In reply, Mrs. Royal kissed the fair face so close to hers, and gave a loving pressure to the firm white hands. For some time they remained in this position, unheeding the storm which was still raging outside. Tears were in their eyes, but a new-found joy had entered their hearts, which made that chamber of sacred memories a more hallowed spot than ever.

When at last alone, and with the door closed, the singer stood as if spellbound. Could it be possible, she asked herself, that this was his room, just as he had left it years before? The memory of the past rose suddenly and vividly to her mind. She saw again his straight manly figure, with the light of love in his eyes, as he kissed her and bade her good-bye on the morning of that fateful day years ago. She recalled his words of cheer and comfort as he told her how he would win in the battle of life, and make a home for her and their little one. Then came the terrible news, followed by the fearful days and weeks of struggle in her effort to earn a living as she carried her boy from place to place. The memory was more than she could endure. Sinking upon a chair, she buried her face in her hands and wept as she had not wept in years. Outside the storm rolled away, and the moon rose big and bright. The house was very still, but within her room Anna Royanna sat alone through the long watches of the night. How could she sleep in such a place, with so many conflicting emotions agitating her heart and mind?

Mr. and Mrs. Royal both noticed that their guest was very pale when she came down to breakfast.

"I am afraid you did not sleep well last night, dear," Mrs. Royal remarked, as she gave her an affectionate kiss. "It must have been the storm which disturbed you."

"I did not mind it," was the reply. "I have restless nights sometimes, and last night was one of them. But I shall be all right presently."
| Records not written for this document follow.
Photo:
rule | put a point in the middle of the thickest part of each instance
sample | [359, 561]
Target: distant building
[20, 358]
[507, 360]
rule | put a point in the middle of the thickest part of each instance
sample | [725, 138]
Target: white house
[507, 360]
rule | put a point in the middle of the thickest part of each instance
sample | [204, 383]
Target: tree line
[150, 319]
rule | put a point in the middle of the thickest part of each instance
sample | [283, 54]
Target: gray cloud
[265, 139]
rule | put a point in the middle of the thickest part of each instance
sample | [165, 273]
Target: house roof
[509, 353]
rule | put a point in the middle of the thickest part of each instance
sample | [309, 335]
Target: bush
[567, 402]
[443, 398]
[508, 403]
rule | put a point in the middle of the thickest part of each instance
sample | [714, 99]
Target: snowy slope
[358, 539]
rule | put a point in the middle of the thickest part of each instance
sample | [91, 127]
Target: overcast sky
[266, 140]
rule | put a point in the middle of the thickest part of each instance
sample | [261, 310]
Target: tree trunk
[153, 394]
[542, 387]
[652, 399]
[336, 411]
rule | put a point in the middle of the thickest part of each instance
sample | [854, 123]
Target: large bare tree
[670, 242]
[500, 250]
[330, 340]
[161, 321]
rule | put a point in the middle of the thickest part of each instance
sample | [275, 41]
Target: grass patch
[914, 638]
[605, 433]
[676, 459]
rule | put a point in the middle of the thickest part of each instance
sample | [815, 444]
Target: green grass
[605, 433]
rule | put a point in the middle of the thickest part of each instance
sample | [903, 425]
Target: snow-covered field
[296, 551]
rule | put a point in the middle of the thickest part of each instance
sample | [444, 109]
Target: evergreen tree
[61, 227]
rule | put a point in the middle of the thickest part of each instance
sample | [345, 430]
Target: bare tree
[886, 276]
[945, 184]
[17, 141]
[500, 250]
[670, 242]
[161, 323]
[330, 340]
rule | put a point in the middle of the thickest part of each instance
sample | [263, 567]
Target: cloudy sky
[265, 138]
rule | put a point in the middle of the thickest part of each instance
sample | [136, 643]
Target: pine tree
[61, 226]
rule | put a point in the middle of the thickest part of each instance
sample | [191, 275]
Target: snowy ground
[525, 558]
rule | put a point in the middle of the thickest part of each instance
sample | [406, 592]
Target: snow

Parson Dan said nothing to any one about the idea which had come to him concerning the noted singer. But the more he thought about it, the more convinced he became that his suspicion was well grounded. He watched her very carefully, and noted her special interest in Rod. Another thing which confirmed his belief was the stopping of all letters from Rod's mother as soon as Miss Royanna arrived at Hillcrest. In her last one she had stated that she expected to be away for a number of weeks, and would be unable to write until her return. The parson's mind was greatly puzzled over the whole matter. If the famous singer was really the boy's mother, why did she not say so? Was there something which she wished to keep hidden?

He also watched the two when they were together, and as he studied their faces, he was sure that he could see a remarkable resemblance. No one else noticed it, so he believed, and not likely he would have done so but for the idea which had come to him that day he was driving along the road. Several times he was tempted to discuss the whole affair with his wife in order to find out if she had suspected anything. He always delayed, however, hoping that something of a more definite nature would turn up to set his doubts at rest.